= William R. Hiatt =

American cardiologist (1950–2020)

William R. Hiatt (June 1, 1950 – December 8, 2020) was an American cardiologist.

William H. Hiatt was born in Albion, Indiana, on 19 December 1919, educated at Manchester College and the Loyola University School of Dentistry, and moved to Colorado to pursue a career in endodontics and periodontics. He died of cancer on 31 May 1993. Hiatt married Luana Read, with whom he had three children, including William R. Hiatt, who was born on 1 June 1950. William R. Hiatt graduated from Denver Country Day School in 1968, and studied English at Knox College, where he first met his wife Susan Wessels Hiatt. After completing his undergraduate degree in 1972, Hiatt enrolled at the University of Colorado School of Medicine until 1976. He successively held a residency at Boston University Hospital in internal medicine, followed by a fellowship in vascular medicine at the University of Colorado.
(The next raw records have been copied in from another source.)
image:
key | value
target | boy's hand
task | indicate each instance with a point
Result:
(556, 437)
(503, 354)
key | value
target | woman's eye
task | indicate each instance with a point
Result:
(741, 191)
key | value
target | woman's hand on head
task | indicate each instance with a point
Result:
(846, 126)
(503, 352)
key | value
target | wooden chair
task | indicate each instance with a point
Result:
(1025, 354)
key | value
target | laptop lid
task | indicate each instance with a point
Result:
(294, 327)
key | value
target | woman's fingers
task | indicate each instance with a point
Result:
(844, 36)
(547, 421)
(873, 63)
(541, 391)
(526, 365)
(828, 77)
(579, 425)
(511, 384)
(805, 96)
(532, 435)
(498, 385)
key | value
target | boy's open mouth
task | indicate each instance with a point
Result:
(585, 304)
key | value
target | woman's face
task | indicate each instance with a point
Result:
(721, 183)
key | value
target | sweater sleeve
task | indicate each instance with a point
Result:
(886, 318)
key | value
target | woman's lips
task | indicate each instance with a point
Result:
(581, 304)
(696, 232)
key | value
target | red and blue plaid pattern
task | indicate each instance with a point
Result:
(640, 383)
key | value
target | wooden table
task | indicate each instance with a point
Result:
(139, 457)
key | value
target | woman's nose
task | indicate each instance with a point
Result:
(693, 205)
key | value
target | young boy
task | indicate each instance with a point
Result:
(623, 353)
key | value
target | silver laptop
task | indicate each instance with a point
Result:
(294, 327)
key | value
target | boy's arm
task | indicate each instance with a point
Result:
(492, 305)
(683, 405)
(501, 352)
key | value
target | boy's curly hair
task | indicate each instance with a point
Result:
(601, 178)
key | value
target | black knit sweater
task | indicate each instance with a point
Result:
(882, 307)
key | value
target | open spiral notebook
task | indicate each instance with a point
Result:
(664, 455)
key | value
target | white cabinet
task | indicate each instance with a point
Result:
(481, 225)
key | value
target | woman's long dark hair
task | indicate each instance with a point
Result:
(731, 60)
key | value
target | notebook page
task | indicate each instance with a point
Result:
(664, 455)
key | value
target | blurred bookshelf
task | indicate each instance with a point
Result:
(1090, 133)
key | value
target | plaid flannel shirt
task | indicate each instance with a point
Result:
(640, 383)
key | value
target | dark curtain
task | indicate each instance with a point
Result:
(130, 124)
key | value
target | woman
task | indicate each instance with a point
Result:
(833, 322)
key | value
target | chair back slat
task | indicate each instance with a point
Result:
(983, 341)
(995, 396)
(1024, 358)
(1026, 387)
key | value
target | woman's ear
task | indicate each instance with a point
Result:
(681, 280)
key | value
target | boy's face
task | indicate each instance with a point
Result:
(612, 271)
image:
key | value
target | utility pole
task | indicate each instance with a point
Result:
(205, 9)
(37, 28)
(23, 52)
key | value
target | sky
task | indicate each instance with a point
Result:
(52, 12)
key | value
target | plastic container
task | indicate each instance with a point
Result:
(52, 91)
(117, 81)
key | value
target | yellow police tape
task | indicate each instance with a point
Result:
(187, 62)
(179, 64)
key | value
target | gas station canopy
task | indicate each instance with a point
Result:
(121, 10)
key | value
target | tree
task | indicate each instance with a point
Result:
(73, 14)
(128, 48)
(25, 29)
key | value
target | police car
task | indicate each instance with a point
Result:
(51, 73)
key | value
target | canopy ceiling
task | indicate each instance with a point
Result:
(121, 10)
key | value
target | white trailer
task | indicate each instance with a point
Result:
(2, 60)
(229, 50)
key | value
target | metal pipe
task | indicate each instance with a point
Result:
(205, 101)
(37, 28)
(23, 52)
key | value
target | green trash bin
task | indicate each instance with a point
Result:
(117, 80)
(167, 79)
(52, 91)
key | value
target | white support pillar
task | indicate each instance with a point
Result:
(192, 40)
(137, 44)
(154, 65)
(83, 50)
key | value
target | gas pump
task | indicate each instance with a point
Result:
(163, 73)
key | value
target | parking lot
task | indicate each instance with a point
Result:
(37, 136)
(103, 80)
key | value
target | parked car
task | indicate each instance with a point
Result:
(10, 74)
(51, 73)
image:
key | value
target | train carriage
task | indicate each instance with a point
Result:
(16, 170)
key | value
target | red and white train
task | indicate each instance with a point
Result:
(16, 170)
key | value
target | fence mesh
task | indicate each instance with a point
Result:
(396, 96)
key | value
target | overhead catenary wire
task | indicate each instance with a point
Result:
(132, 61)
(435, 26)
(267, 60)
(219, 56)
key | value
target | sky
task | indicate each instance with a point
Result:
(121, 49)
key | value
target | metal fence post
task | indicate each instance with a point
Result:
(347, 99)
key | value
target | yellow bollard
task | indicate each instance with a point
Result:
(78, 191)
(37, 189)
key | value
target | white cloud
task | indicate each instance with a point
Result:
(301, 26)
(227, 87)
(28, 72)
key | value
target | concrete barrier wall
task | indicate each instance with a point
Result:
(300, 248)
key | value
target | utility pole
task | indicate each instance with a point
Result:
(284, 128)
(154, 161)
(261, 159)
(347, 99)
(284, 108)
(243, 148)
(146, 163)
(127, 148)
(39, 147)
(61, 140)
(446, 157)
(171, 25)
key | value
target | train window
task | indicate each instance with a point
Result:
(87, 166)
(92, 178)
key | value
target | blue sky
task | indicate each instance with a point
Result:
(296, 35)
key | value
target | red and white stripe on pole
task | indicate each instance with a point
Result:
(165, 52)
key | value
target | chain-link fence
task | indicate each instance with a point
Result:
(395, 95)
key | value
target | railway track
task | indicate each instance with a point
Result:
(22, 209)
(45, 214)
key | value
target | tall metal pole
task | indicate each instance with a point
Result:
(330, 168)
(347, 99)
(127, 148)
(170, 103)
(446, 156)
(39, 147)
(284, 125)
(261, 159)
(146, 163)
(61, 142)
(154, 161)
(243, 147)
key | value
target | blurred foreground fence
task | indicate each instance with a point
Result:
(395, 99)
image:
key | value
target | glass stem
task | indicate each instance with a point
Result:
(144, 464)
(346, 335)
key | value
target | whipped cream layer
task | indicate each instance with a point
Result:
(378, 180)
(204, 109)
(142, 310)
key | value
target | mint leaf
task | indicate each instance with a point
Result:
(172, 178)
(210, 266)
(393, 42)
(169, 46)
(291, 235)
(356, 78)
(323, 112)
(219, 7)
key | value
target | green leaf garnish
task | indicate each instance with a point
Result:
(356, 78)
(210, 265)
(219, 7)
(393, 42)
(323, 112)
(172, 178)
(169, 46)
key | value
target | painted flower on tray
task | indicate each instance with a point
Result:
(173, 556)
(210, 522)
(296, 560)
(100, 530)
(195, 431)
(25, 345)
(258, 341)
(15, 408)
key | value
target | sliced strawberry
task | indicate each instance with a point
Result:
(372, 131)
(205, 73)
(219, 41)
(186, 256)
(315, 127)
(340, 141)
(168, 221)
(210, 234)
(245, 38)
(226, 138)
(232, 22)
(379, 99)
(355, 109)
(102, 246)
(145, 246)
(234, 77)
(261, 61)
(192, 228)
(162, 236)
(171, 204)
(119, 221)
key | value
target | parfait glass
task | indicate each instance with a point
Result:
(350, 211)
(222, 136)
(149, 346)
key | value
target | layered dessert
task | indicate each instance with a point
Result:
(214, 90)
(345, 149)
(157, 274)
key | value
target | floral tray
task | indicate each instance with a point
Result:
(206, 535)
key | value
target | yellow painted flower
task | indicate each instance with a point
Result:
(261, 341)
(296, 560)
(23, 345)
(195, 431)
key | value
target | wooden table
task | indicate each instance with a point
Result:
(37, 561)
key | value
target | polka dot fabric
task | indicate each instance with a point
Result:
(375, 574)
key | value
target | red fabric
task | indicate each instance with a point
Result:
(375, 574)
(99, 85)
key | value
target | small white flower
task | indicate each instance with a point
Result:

Hiatt began teaching at the University of Colorado in 1981, and was later named Novartis Foundation Endowed Chair in Cardiovascular Research. Hiatt was associated with the EUCLID and VOYAGER clinical trials up to his death on 8 December 2020.

Hiatt's hobbies included mountain climbing, and he had climbed all 54 Colorado summits above 14,000 feet in elevation, as well as Mount Fuji, Mount Kilimanjaro, and Aconcagua.